Deutsche Ärzte haben aus ihrer soziokulturellen Sicht eine Vorstellung, welche Schmerzäußerungen und welche Schmerzbewältigungen angebracht sind. Diese einseitige Sicht kann zu Verständigungsschwierigkeit und Fehlurteilen bei der Behandlung ausländischer Patienten führen: Iren ziehen sich zurück, weil es unfein ist, Schmerz zu äußern; Nordamerikaner suchen so früh wie möglich den Arzt auf, schildern ihm die Beschwerden ohne emotionale Regung, damit er sofort eine rationale Behandlung einleiten kann; Juden erdulden den Schmerz, weil Gott ihnen so ein Zeichen geben will; Italiener äußern Schmerzen laut und deutlich, damit ihnen die familiäre Anteilnahme zukommt, Philippinos fügen sich fatalistisch in ihr Schicksal.

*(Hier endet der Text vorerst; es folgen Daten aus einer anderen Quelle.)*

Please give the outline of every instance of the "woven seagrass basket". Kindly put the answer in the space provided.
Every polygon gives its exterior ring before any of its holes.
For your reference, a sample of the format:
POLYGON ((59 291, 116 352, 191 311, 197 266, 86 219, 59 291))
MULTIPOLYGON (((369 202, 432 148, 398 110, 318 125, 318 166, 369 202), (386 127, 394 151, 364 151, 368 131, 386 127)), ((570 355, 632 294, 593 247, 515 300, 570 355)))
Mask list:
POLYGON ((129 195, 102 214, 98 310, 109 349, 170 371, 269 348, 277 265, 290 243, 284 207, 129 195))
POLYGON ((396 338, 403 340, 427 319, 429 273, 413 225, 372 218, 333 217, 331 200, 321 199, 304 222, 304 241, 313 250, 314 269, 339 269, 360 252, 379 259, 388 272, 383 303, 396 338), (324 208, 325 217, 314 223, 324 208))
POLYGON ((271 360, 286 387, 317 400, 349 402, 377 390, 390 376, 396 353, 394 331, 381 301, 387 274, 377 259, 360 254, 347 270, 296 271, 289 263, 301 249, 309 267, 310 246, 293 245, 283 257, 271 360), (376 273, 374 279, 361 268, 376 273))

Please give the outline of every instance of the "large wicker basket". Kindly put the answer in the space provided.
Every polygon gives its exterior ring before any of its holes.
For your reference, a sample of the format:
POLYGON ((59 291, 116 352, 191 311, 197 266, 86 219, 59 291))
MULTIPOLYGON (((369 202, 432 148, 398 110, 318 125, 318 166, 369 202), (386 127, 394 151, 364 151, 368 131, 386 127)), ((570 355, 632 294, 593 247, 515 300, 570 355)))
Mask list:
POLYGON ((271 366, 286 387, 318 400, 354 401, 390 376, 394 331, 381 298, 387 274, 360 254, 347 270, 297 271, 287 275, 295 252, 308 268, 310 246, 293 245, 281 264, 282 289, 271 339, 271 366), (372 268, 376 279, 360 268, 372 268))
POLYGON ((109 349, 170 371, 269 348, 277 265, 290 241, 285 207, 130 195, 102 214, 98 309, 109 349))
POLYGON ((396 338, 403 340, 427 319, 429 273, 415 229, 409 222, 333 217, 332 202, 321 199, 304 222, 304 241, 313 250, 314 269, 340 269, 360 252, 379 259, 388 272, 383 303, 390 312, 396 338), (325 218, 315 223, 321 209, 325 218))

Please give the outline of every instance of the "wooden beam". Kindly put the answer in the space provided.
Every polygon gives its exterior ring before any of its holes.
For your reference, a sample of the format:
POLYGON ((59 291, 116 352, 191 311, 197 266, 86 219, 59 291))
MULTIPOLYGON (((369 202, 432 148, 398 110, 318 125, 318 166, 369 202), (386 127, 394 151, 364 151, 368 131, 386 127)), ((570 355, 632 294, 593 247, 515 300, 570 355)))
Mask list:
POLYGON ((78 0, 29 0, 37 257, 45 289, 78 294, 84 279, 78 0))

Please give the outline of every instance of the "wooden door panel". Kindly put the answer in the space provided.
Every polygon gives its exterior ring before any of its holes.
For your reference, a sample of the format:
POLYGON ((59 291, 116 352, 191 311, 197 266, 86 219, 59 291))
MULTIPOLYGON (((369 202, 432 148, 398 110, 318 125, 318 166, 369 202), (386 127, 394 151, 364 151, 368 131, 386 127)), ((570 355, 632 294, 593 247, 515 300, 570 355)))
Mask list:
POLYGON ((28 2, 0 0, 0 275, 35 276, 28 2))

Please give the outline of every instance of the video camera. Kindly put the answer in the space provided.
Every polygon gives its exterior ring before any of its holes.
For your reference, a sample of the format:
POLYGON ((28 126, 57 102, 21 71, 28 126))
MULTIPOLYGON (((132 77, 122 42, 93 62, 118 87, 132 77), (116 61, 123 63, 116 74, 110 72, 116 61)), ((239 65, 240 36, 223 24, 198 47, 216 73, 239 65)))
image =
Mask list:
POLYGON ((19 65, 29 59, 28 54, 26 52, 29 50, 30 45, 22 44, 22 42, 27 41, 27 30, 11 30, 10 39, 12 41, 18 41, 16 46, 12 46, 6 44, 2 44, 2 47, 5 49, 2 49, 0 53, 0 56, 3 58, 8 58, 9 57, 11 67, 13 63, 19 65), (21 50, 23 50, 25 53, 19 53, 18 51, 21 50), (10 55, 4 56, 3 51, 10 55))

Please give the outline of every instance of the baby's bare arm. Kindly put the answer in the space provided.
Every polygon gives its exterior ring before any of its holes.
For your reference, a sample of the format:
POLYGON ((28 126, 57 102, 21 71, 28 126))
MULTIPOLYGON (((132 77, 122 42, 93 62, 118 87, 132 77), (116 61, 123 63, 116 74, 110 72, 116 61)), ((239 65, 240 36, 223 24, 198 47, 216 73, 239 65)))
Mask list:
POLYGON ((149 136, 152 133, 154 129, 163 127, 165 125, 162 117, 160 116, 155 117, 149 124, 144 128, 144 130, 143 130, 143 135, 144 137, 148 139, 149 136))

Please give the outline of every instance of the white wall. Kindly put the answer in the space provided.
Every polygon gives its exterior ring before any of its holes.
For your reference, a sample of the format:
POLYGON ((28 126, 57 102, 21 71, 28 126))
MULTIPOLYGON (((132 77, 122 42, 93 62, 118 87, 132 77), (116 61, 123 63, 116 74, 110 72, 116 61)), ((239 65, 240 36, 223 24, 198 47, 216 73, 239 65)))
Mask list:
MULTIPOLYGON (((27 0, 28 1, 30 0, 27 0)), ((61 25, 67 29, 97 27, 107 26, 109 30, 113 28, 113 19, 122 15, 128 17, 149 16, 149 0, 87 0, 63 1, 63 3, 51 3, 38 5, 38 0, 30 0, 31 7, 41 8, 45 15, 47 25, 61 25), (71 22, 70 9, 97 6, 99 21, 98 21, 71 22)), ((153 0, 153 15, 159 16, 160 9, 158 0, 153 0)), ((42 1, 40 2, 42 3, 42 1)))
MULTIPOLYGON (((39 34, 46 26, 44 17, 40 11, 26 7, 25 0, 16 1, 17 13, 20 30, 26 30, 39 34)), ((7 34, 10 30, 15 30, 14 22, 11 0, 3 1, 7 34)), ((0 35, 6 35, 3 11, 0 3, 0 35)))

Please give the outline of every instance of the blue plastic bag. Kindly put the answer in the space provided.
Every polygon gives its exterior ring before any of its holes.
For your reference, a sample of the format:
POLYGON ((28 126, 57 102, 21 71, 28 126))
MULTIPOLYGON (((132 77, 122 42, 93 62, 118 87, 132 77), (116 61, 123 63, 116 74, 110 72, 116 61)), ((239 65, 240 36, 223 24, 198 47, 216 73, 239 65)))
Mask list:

#Ärzte müssen sich eindenken
"Man kann unterscheiden zwischen individualorientierten (Deutsche, Briten, Iren, Nordeuropäer und Nordamerikaner) und familienorientierten Gesellschaften (Italiener, Türken, Mittelmeervölker, Asiaten)", erläutert der Forscher. Familienorientierte Gesellschaften sind überzeugt, Krankheit und Schmerz nur mit Hilfe der Familie bewältigen zu können. Patienten werden notwendigerweise von vielen Angehörigen begleitet. Dagegen sind Patienten aus individualorientierten Gesellschaften überzeugt, sich selbst helfen zu können, indem sie der Vernunft folgend fachärztlichen Rat einholen.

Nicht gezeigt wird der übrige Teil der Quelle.